The recent move by the Spanish government to remove Catalonia’s leaders is nearsighted. (Spain’s gravest handicap has always been its endless parade of ineffectual politicians; in this case, represented by Mariano Rajoy.) It will only exacerbate the drive toward freedom. Occupation fosters dreams of rebellion. Look at the Palestinians. Look at the Kurds. As in those and other cases, it is all about sovereignty. The Catalans want to make their own choices. Why shouldn’t they? 

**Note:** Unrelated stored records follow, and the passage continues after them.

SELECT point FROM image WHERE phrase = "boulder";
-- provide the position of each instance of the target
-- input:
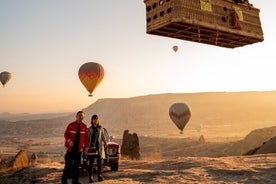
(130, 146)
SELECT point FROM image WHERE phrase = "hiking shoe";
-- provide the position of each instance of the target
(100, 178)
(91, 180)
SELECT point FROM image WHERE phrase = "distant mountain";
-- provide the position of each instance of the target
(216, 113)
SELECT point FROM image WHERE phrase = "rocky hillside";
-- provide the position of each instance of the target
(229, 114)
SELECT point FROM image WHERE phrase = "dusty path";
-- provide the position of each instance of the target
(238, 169)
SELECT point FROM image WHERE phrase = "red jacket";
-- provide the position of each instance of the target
(70, 133)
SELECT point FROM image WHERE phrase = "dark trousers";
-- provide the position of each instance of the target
(71, 168)
(91, 163)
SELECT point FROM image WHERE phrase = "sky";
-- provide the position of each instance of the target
(43, 43)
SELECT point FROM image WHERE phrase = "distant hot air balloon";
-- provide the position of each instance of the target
(5, 77)
(180, 114)
(175, 48)
(91, 74)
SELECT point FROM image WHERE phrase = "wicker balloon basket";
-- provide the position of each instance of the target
(221, 23)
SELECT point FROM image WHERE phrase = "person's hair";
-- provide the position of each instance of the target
(79, 112)
(95, 116)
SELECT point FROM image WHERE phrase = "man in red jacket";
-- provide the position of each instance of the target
(76, 142)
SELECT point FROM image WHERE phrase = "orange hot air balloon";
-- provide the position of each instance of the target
(5, 77)
(180, 114)
(91, 74)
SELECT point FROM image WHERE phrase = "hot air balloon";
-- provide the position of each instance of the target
(5, 77)
(175, 48)
(180, 114)
(91, 74)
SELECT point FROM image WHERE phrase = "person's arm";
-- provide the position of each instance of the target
(68, 142)
(86, 146)
(103, 138)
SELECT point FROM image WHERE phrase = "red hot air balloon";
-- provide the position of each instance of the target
(91, 74)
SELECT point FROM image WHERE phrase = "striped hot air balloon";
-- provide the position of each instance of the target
(91, 74)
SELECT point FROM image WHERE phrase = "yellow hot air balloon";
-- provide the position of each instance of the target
(180, 114)
(175, 48)
(91, 74)
(5, 77)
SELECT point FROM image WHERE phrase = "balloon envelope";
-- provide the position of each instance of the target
(180, 114)
(175, 48)
(5, 77)
(91, 74)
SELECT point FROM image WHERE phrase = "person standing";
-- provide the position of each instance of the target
(76, 143)
(97, 144)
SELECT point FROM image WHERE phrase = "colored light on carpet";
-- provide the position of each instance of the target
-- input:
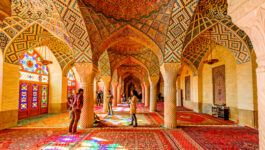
(28, 138)
(190, 117)
(126, 139)
(66, 141)
(97, 143)
(125, 120)
(235, 138)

I frequently encounter the syllogistic argument that, if Catalonia becomes independent, other areas in Spain will follow suit. My answer: Let them. The Basque Country in northern Spain is likely to embrace a similar spirit of liberation. This proves Ortega y Gasset’s point: In a family, ought love be forced among members?

The argument also states that if Catalonia is given its choice, Scotland, Quebec and other distinctly unique eco-systems will want the same for themselves. Again, I say, why not? Modernity is marred by “corporate” nationalism; the drive to build gargantuan nations that are nothing but fragile coalitions. 

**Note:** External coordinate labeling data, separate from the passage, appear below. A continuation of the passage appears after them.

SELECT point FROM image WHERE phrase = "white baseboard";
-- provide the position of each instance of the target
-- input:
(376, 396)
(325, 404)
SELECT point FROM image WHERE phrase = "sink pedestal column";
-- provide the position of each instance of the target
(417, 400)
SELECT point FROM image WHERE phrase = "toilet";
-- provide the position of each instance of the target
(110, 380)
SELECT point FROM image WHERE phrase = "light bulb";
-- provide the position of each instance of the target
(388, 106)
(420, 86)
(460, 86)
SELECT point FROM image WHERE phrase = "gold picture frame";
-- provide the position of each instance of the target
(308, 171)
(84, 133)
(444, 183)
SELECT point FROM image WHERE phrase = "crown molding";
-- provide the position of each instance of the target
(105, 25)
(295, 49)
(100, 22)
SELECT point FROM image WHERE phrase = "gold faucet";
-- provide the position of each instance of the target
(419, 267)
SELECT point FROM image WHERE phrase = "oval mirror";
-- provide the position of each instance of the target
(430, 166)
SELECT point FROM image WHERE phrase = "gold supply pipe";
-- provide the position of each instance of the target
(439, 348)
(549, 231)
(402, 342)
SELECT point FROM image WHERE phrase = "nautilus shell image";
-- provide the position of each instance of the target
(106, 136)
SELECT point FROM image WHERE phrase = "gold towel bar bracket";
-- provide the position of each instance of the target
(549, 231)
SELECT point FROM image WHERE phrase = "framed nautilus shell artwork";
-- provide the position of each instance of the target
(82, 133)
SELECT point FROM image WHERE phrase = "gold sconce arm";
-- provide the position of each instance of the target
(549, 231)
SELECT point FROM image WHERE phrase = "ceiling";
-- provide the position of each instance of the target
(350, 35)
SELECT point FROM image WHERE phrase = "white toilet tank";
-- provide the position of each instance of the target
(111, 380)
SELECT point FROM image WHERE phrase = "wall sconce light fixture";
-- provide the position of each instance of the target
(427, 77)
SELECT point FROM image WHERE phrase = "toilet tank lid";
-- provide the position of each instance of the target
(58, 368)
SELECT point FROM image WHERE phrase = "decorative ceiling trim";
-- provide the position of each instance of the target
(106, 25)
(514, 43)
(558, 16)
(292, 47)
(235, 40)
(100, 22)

Bad geopolitics, some might say. The world order needs to be maintained at all cost. Look at the United States. What if California wanted to secede? How to respond to those New Englanders who, fed up with the Trump camp, believe in smaller-scale democracies? Well, I agree with them. Enough with the conviction that nations are too big to fail. Some of them have been failures from the start.

The spirit of liberty in Catalonia starts with its language. Barcelona is Catalonia’s cultural capital. Like the entire autonomía, it goes about its daily affairs in its own language. A large percentage of Catalan people are bilingual, but make no mistake about it: For a considerable percentage of them Spanish is an alien, imposed tongue. Whenever I speak to them, I’m astonished by their commitment to self-expression. Politics, religion, schools, newspapers, radio and TV— everything is in gorgeous Catalán. 

There is also El Barca, arguably the best fútbol team on the planet. And there’s the wine. And there are writers such as Josep Pla and Mercè Rodoreda. Since Barcelona is a seaport, the city is joyfully pluralistic, far more than monochromatic Madrid, which in my view feels bland. Barcelona has one of the most beautiful churches, the baroque Basílica de la Sagrada Família, designed by Antoni Gaudí. Madrid, by contrast, what does it have? Santamaría La Real de la Almudena, an uninspired building that is an expression of the city’s flatness.

To me Catalonia’s fight is another symptom of false globalism. The idea of humanity as a homogenous whole, derived from the Enlightenment, has been driven to its extreme. Yes, we all have the same rights. But each nation is defined by traits that distinguish it from others. And sometimes, within nations, there are sub-nations that strive for a place of their own. Catalonia has its own voice, its own character, its own self.

The emperor has no clothes: Spain is invertebrate.

Ilan Stavans is Lewis Sebring Professor of Humanities, Latin American, and Latino Culture at Amherst College. This essay appeared in Hampshire Life magazine on Friday morning.